L’indépendance de cette Commission Burundaise des Droits de l’Homme est contestée depuis le 26 janvier 2018. A cette date, les Nations Unies ont pris la décision de rétrograder cette Commission au statut B après une mise en garde une année plus tôt. L’ONU considère que la CNIDH ne respecte que partiellement les Principes de Paris. Elle est accusée de minimiser voire de fermer les yeux sur les crimes commis par le régime CNDD-FDD depuis 2015.
Selon
des sources bien informées, aujourd’hui, la CNIDH cherche des soutiens presque
partout notamment au sein des corps diplomatiques accrédités à Bujumbura, de
certaines organisations nationales et internationales pour appuyer sa demande
auprès du Sous-Comité d’accréditation de l’Alliance Globale des Institutions
Nationales des Droits de l’Homme. Retrouver le Statut A est synonyme de
regagner la confiance des bailleurs de fonds.

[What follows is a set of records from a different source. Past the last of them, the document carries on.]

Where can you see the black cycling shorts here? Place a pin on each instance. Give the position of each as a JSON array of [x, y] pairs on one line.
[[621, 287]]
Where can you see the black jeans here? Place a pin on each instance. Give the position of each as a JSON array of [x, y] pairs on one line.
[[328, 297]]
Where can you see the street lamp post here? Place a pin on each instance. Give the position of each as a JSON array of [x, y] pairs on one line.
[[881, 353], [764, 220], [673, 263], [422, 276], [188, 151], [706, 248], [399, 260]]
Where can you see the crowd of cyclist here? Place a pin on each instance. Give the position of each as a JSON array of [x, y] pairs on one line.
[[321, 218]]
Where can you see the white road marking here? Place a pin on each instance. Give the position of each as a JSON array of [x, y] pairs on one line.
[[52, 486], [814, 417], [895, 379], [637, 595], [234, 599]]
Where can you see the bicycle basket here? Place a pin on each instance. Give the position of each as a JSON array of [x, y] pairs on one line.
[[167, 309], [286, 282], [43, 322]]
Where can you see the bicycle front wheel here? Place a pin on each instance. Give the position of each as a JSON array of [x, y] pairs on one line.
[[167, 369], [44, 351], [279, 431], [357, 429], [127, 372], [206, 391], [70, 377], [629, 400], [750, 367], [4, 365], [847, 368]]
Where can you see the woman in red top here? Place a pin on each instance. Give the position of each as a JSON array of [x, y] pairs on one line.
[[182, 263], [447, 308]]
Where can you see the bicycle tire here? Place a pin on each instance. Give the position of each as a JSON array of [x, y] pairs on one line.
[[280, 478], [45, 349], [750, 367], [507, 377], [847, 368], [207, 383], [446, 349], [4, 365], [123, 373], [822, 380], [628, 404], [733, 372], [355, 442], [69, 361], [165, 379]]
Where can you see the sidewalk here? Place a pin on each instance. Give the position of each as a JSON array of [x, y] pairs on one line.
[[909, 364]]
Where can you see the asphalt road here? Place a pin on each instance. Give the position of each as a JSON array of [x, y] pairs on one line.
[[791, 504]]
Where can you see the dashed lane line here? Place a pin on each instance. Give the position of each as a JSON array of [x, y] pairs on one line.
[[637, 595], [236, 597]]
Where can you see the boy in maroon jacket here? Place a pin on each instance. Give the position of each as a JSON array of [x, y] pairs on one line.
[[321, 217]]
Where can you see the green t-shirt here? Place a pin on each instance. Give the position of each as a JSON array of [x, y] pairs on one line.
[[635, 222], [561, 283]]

Les bailleurs de fonds, la Commission en a apparemment besoin
Dans son rapport de février 2020, la CNIDH, qui est essentiellement financée par le budget de l'Etat burundais, indique qu’elle n’a pas pu payer ses cotisations au sein des réseaux internationaux depuis
2015; les arriérés s’élevant à 25025 dollars américains.
‘’Cette année, à cause
de sa rétrogradation au statut B, la CNIDH a participé aux réunions internationales
à titre d’observateur sans pouvoir de prendre la parole. Ainsi, elle n’a pu ni
présenter la situation des droits de l’Homme au Burundi, ni répondre aux
différentes allégations de violations des droits de l’homme évoquées contre le
Burundi. La CNIDH a donc besoin d’un appui soutenu de la part non seulement de
l’Etat, mais aussi de ses partenaires’’, poursuit le rapport.
Quelques mois
plus tard, en décembre 2020, au cours de l'émission Mosaïque de la Radio Isanganiro, Sixte Vigny Nimuraba soulignait que la
coopération entre la CNIDH et les partenaires internationaux reprenait peu à
peu. ‘’Maintenant, la coopération suisse est là de notre côté, l’ambassade
d’Egypte est venue de notre côté. Et nous sommes en discussion avec le PNUD et
le HCR’’, ajoutait le président de la CNIDH qui espérait de bons résultats des différents contacts au cours de l’année 2021.
Le problème c’est que Fabien Banciryanino aurait
fait le travail de la CNIDH
Alors que
certains lobbyings pour tenter de retrouver le Statut A sont toujours en cours
selon nos sources, l'ancien député, actuellement détenu à Mpimba, dénonce la violation de la loi régissant révision
du régime pénitentiaire à travers une correspondance adressée au directeur de
cette prison centrale de Bujumbura. Dans ses rapports, la CNIDH ne s’intéresse
presque jamais aux violations des droits de l'homme et aux exactions évoquées par Fabien Banciryanino dans cette
correspondance dont la copie lui est réservée.
Selon l’ancien
député de Bubanza, c’est l’article 43 de la même loi qui lui accorde la parole.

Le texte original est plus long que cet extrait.